A world-class event such as this needs and deserves top-notch media coverage, and when you combine the challenges of getting those media mentions with a first-time event that many in Chicago might not have heard of and a weekend jam-packed with other area events and activities, there’s a lot of behind-the-scenes advance planning and hands-on work that goes into successfully getting the word out. Here are some of the tools & tactics they used to enhance their chances of getting media coverage:
- A great website with lots of downloads: When you need to spread the word and get people to purchase tickets, it’s essential to have a well-organized website with inspiring images and the event and ticket information people need and want. Where this event went ‘above and beyond’ was in adding features such as a downloadable version of the event program, a gallery of videos and images, and a selection of articles under a Polo News section. It’s not only great information for the public, it’s truly helpful to any journalists researching and planning their own coverage.
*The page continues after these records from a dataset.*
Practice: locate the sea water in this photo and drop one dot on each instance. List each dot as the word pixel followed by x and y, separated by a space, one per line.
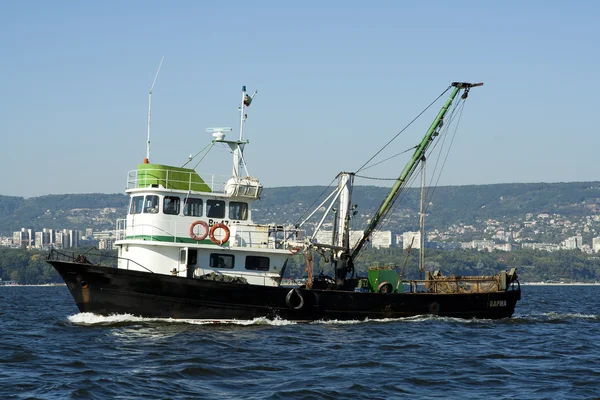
pixel 549 349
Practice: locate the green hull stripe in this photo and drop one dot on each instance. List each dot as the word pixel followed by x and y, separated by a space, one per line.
pixel 170 239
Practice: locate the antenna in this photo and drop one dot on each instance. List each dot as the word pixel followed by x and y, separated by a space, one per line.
pixel 146 160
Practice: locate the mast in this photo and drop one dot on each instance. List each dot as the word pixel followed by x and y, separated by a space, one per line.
pixel 147 159
pixel 238 151
pixel 412 164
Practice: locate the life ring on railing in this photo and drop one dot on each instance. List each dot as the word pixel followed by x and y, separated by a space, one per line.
pixel 292 304
pixel 212 233
pixel 203 235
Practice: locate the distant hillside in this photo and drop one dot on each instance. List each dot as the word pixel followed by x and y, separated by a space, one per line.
pixel 447 205
pixel 68 211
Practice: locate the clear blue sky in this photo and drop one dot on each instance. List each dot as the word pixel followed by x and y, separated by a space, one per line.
pixel 336 80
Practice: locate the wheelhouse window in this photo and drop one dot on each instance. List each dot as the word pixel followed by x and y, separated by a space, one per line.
pixel 221 260
pixel 151 204
pixel 238 210
pixel 257 263
pixel 137 203
pixel 192 207
pixel 215 208
pixel 171 205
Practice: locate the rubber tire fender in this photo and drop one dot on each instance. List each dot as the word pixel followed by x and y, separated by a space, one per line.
pixel 288 299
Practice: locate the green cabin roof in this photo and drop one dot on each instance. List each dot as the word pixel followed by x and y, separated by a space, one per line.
pixel 154 175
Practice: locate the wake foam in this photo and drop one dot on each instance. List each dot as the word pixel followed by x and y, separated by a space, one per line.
pixel 90 319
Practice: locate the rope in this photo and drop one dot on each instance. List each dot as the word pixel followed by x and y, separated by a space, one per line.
pixel 448 152
pixel 389 158
pixel 403 129
pixel 314 202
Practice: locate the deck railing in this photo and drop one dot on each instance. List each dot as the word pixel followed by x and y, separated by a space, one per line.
pixel 93 257
pixel 252 236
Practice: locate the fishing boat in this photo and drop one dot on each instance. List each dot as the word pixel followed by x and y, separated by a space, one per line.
pixel 189 248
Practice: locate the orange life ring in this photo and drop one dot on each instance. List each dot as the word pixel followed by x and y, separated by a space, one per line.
pixel 212 233
pixel 203 235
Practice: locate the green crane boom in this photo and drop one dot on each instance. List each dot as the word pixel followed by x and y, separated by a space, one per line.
pixel 412 164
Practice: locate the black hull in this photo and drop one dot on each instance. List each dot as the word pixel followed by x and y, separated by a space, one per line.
pixel 106 290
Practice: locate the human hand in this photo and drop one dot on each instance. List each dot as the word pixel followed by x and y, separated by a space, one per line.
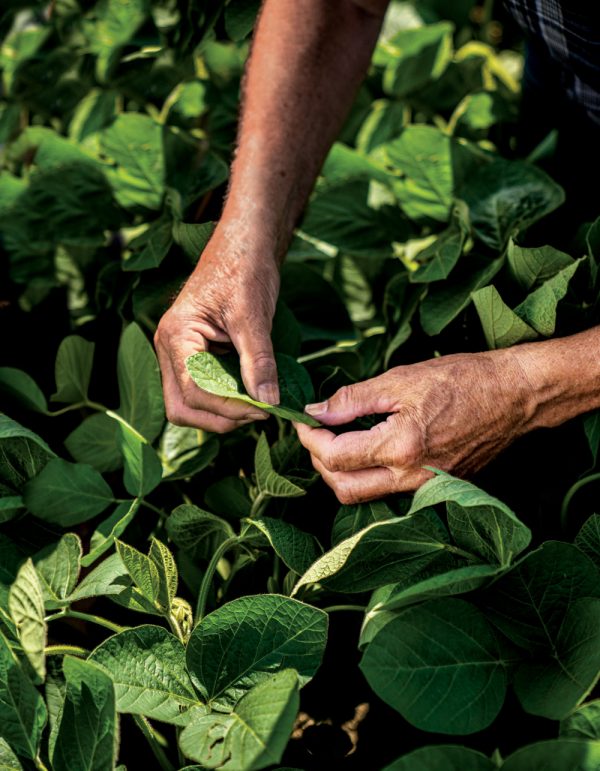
pixel 453 413
pixel 229 299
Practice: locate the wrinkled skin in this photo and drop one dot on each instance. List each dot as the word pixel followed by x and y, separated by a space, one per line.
pixel 228 300
pixel 453 413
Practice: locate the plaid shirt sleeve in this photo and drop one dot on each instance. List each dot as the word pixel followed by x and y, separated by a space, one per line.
pixel 570 32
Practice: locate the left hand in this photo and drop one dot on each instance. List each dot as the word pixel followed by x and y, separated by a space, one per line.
pixel 453 413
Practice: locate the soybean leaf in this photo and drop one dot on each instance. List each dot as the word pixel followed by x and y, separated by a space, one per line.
pixel 26 608
pixel 478 522
pixel 582 723
pixel 501 325
pixel 587 539
pixel 220 375
pixel 504 197
pixel 147 667
pixel 22 709
pixel 142 467
pixel 86 738
pixel 554 683
pixel 381 553
pixel 268 481
pixel 73 369
pixel 22 453
pixel 96 441
pixel 555 755
pixel 352 518
pixel 67 493
pixel 533 266
pixel 296 548
pixel 528 604
pixel 251 737
pixel 538 309
pixel 22 388
pixel 108 530
pixel 245 641
pixel 58 566
pixel 139 384
pixel 444 647
pixel 444 757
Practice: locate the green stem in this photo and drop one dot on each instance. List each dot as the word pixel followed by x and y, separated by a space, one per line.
pixel 335 608
pixel 571 492
pixel 157 750
pixel 65 650
pixel 87 617
pixel 208 576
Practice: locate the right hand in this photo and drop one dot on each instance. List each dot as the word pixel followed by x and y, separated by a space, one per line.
pixel 229 298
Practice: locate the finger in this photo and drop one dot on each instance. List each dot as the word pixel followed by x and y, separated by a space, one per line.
pixel 353 401
pixel 346 452
pixel 259 371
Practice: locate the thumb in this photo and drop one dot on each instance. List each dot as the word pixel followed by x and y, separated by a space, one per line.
pixel 259 371
pixel 349 402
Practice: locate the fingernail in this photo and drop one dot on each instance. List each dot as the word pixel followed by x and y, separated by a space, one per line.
pixel 268 393
pixel 320 408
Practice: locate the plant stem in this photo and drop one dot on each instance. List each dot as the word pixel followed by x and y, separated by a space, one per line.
pixel 88 617
pixel 571 492
pixel 208 576
pixel 335 608
pixel 150 737
pixel 65 650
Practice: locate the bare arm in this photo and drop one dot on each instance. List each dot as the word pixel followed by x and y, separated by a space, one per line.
pixel 307 61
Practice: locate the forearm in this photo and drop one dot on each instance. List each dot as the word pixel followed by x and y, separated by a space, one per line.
pixel 563 377
pixel 308 59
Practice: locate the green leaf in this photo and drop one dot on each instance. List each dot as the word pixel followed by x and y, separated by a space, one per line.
pixel 142 466
pixel 501 326
pixel 66 493
pixel 26 608
pixel 505 197
pixel 553 684
pixel 268 481
pixel 350 519
pixel 446 300
pixel 478 522
pixel 139 384
pixel 251 737
pixel 583 723
pixel 20 387
pixel 192 238
pixel 539 308
pixel 443 647
pixel 437 260
pixel 247 640
pixel 147 667
pixel 22 709
pixel 531 267
pixel 197 531
pixel 555 755
pixel 73 369
pixel 414 57
pixel 111 528
pixel 444 757
pixel 381 553
pixel 421 174
pixel 22 453
pixel 134 144
pixel 296 548
pixel 58 566
pixel 587 539
pixel 220 375
pixel 86 739
pixel 96 442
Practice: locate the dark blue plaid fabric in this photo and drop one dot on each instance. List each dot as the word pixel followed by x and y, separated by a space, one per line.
pixel 569 31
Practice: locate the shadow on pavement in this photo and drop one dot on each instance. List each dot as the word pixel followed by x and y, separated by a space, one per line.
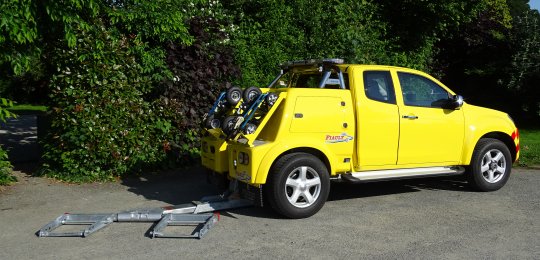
pixel 19 137
pixel 185 186
pixel 172 187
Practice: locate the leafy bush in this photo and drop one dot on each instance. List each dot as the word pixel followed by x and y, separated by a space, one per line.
pixel 102 126
pixel 200 71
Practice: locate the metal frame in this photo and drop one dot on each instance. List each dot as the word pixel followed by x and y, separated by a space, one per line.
pixel 190 214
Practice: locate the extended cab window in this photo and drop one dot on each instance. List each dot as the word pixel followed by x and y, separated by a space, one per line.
pixel 422 92
pixel 312 80
pixel 378 86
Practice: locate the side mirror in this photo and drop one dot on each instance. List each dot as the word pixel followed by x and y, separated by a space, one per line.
pixel 457 102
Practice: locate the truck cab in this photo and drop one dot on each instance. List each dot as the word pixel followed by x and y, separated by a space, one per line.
pixel 358 123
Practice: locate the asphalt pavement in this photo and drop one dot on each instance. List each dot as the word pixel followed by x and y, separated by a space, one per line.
pixel 424 218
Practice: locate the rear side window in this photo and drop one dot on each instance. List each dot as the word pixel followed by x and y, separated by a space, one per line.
pixel 422 92
pixel 378 86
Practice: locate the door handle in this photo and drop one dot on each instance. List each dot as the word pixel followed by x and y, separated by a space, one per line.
pixel 410 117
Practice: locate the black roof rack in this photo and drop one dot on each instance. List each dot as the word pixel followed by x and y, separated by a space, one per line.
pixel 311 62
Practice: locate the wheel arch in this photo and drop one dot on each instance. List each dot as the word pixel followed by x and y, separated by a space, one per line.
pixel 501 136
pixel 264 170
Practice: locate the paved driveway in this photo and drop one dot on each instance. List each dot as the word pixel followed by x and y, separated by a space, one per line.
pixel 423 218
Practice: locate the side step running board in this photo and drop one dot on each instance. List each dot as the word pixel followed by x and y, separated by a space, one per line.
pixel 367 176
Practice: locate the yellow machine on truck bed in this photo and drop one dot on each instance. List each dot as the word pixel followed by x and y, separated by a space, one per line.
pixel 322 119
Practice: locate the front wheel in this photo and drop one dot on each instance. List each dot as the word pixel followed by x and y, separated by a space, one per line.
pixel 490 165
pixel 298 185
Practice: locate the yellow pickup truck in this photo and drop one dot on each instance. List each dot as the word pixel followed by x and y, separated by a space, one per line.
pixel 323 120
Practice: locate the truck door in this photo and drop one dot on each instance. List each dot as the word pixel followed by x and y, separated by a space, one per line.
pixel 377 120
pixel 428 133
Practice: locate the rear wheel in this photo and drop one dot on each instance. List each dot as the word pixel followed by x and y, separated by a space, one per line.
pixel 490 165
pixel 298 185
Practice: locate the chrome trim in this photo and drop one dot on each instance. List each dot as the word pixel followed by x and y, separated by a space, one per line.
pixel 404 173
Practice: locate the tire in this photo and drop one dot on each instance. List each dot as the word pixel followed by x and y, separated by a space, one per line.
pixel 250 94
pixel 271 99
pixel 228 124
pixel 233 96
pixel 491 164
pixel 212 122
pixel 250 128
pixel 298 185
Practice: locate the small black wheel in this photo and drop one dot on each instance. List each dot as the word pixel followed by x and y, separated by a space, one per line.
pixel 491 164
pixel 233 96
pixel 212 122
pixel 298 185
pixel 271 99
pixel 228 124
pixel 250 128
pixel 251 94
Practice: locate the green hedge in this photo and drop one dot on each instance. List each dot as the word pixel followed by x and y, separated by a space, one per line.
pixel 102 125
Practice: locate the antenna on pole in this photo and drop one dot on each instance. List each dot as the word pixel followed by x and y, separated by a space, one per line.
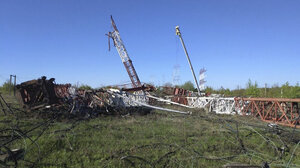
pixel 188 58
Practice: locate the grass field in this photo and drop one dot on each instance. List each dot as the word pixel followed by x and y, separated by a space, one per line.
pixel 159 139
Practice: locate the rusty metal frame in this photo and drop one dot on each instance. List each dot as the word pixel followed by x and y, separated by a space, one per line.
pixel 275 110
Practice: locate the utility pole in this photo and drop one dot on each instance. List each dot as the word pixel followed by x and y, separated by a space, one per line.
pixel 188 58
pixel 14 85
pixel 265 90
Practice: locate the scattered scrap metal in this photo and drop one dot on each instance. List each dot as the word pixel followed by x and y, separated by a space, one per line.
pixel 43 93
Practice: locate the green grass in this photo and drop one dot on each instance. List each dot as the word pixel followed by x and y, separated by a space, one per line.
pixel 159 139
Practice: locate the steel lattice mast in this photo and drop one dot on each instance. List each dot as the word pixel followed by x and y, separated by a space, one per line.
pixel 118 43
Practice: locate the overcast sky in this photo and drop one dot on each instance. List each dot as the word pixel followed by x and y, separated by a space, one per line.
pixel 235 40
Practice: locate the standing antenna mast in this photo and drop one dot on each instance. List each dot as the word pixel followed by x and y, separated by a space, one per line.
pixel 188 58
pixel 118 43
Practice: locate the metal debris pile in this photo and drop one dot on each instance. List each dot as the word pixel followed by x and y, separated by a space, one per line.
pixel 43 93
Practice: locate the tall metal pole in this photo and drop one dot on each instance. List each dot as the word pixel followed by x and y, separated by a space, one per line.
pixel 10 83
pixel 15 82
pixel 188 58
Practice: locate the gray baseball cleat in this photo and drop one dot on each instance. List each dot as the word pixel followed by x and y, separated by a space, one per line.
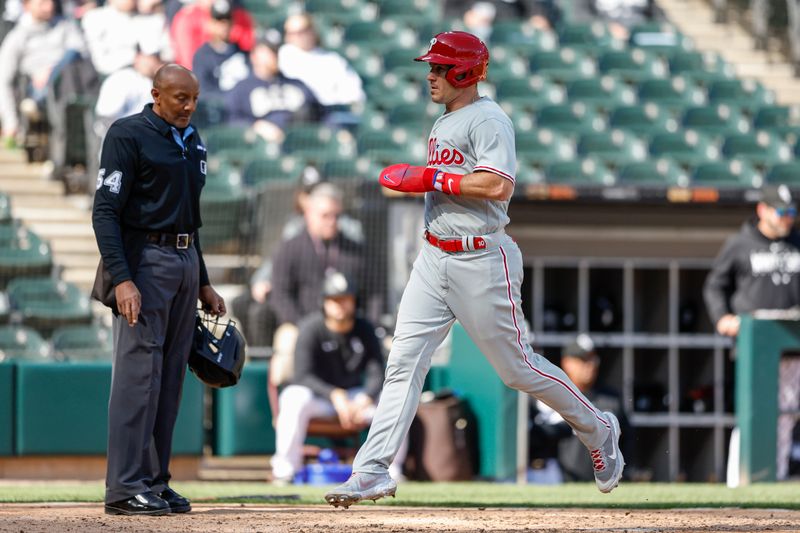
pixel 607 459
pixel 362 486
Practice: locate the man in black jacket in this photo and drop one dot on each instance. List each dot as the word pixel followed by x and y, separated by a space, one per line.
pixel 146 217
pixel 758 268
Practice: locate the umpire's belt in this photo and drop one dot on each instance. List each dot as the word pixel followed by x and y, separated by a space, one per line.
pixel 464 244
pixel 181 241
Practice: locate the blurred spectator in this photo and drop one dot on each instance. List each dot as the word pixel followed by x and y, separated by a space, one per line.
pixel 41 50
pixel 152 30
pixel 267 100
pixel 126 91
pixel 541 14
pixel 338 371
pixel 300 264
pixel 111 35
pixel 254 310
pixel 189 29
pixel 331 79
pixel 552 438
pixel 219 64
pixel 759 267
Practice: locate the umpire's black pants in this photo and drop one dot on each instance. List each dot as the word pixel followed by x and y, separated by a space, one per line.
pixel 149 366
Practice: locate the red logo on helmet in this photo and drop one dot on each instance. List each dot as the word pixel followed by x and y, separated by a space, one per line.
pixel 446 156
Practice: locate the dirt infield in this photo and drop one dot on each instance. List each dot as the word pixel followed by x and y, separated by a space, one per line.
pixel 89 518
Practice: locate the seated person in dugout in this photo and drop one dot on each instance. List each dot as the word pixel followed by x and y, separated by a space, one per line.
pixel 338 371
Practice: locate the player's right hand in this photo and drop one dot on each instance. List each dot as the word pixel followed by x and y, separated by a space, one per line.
pixel 129 301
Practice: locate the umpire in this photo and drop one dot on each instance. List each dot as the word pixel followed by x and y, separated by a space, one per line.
pixel 146 216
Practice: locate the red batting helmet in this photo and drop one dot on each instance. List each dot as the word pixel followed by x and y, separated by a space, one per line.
pixel 465 52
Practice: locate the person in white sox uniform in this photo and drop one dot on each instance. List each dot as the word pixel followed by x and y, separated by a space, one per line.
pixel 469 270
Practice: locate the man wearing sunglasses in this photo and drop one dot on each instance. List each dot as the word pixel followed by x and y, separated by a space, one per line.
pixel 759 267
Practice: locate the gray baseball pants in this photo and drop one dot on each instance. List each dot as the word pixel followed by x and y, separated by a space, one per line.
pixel 148 369
pixel 481 290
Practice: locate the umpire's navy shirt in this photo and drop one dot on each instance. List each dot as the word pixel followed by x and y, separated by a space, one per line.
pixel 150 179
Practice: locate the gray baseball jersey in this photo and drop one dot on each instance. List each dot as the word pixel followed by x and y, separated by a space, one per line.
pixel 480 289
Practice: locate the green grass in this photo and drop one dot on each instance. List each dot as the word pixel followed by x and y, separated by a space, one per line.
pixel 628 495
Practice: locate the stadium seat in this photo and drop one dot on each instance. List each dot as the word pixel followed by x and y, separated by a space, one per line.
pixel 586 172
pixel 716 121
pixel 562 65
pixel 22 343
pixel 541 147
pixel 788 173
pixel 659 37
pixel 22 254
pixel 631 65
pixel 82 343
pixel 614 147
pixel 317 143
pixel 675 94
pixel 521 37
pixel 782 120
pixel 591 37
pixel 747 95
pixel 643 119
pixel 653 173
pixel 687 147
pixel 570 119
pixel 46 303
pixel 260 171
pixel 601 93
pixel 760 149
pixel 530 93
pixel 5 208
pixel 732 173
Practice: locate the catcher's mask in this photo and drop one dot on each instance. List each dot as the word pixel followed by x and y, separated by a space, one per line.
pixel 218 351
pixel 466 53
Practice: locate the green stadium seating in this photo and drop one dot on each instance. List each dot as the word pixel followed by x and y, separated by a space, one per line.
pixel 317 143
pixel 732 173
pixel 259 171
pixel 643 119
pixel 659 37
pixel 587 172
pixel 22 254
pixel 782 120
pixel 541 147
pixel 529 93
pixel 82 343
pixel 601 93
pixel 760 149
pixel 715 121
pixel 653 173
pixel 591 37
pixel 521 37
pixel 22 343
pixel 360 168
pixel 46 303
pixel 631 65
pixel 613 147
pixel 675 94
pixel 687 147
pixel 788 173
pixel 744 94
pixel 562 65
pixel 5 208
pixel 571 119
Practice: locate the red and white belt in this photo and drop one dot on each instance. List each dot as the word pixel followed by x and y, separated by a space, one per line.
pixel 464 244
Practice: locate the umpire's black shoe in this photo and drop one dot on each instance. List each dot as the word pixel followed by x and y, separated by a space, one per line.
pixel 176 502
pixel 145 503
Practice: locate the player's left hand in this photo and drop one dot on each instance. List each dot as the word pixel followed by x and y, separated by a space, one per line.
pixel 212 301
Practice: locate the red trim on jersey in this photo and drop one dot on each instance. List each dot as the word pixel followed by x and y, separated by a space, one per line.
pixel 522 349
pixel 494 170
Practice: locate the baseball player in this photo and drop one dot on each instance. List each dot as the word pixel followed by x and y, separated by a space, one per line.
pixel 469 270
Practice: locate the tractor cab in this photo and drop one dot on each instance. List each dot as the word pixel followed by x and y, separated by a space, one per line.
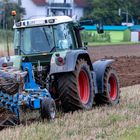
pixel 45 35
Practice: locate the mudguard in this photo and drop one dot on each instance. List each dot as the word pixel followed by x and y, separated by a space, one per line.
pixel 99 68
pixel 70 57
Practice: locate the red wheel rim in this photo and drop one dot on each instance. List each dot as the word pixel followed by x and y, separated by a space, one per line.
pixel 83 86
pixel 113 87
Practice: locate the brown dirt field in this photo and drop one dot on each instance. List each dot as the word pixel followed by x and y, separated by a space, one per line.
pixel 127 61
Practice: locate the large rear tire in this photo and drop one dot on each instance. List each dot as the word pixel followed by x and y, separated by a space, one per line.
pixel 111 93
pixel 76 88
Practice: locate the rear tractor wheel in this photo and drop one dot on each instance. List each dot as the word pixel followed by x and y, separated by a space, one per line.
pixel 76 88
pixel 111 93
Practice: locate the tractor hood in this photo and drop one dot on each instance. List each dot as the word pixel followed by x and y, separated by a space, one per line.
pixel 14 61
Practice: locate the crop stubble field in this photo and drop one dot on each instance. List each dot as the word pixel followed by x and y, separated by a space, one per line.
pixel 121 122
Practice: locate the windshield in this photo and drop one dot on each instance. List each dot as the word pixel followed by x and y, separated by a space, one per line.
pixel 43 39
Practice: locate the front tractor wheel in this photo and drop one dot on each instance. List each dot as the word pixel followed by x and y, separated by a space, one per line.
pixel 111 93
pixel 76 88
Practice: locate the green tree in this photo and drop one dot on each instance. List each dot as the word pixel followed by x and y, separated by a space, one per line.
pixel 107 10
pixel 7 18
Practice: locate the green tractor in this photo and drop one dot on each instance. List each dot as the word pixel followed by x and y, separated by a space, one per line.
pixel 61 64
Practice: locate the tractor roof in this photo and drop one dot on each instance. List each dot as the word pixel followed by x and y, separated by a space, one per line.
pixel 41 21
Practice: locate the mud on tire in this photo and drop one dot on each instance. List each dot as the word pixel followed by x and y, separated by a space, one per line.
pixel 76 88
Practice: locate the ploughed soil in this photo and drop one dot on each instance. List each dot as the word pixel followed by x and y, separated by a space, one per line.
pixel 127 61
pixel 127 65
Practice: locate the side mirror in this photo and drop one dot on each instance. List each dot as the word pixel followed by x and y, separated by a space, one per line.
pixel 99 28
pixel 85 45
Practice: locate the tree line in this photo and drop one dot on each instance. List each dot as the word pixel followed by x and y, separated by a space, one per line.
pixel 113 12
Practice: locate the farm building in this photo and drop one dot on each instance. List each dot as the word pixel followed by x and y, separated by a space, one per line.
pixel 111 34
pixel 135 33
pixel 54 7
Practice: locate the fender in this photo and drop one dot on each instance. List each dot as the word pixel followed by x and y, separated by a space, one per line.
pixel 99 68
pixel 70 57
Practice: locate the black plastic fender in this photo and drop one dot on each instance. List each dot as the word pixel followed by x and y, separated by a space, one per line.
pixel 70 57
pixel 99 68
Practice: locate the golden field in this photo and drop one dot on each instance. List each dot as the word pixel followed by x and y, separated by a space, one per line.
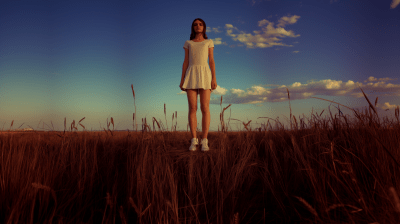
pixel 322 170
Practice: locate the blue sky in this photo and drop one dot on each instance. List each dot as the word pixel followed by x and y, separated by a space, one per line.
pixel 78 59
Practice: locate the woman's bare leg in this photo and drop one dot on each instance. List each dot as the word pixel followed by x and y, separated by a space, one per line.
pixel 205 110
pixel 192 99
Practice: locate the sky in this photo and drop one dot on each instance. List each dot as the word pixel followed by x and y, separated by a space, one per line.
pixel 78 59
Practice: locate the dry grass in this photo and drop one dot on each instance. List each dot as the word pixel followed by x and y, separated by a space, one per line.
pixel 332 170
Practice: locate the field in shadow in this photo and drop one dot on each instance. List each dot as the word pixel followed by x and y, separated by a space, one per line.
pixel 331 170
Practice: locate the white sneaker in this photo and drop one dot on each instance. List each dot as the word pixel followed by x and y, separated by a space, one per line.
pixel 194 144
pixel 204 145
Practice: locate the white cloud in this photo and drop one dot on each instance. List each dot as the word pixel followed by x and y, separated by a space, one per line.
pixel 387 105
pixel 268 36
pixel 371 79
pixel 278 93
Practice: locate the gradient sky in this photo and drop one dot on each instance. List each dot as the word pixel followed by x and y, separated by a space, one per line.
pixel 78 59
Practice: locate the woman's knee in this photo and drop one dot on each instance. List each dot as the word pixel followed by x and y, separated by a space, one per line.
pixel 205 108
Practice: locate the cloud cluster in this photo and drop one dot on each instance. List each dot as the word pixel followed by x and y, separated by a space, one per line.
pixel 278 93
pixel 268 36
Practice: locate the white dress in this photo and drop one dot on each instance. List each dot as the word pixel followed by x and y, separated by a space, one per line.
pixel 198 74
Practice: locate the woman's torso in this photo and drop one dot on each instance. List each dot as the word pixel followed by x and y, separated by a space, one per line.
pixel 198 54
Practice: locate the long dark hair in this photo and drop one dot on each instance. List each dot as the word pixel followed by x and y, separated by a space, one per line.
pixel 193 34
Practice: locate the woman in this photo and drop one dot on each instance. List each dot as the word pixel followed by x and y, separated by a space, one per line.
pixel 197 78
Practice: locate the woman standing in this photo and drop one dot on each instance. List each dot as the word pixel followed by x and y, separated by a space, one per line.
pixel 198 78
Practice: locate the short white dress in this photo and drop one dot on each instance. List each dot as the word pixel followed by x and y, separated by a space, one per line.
pixel 198 74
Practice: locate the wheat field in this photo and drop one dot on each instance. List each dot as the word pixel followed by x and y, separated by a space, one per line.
pixel 321 170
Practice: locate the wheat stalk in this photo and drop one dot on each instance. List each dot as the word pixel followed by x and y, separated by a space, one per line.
pixel 308 206
pixel 165 113
pixel 236 218
pixel 290 109
pixel 395 199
- A dedicated Media Room on the website: Media needs information and images to tell a story. Chicago Beach Polo did a great job with their Media Room, providing direct PR rep contact information, downloadable fact sheets, a selection of press photos complete with listed photo credit, and links to press pass registration for each day.
- Onsite media registration, resources, and assistance: There was a clearly-marked Media Tent at the event, located next to the ticketing & VIP check-in tents, with a helpful representative able to answer questions, and printed media kits. Clearly-marked badges provided the important all-area access needed to truly cover the event. And, when I checked in at the Media Tent on Sunday, PR agent Stephanie Krol walked with me over to the horse staging area and introduced me to several of the players; we also reviewed various aspects of the day’s schedule, and she pointed out some key photo opp areas, providing some extremely helpful and much-appreciated information.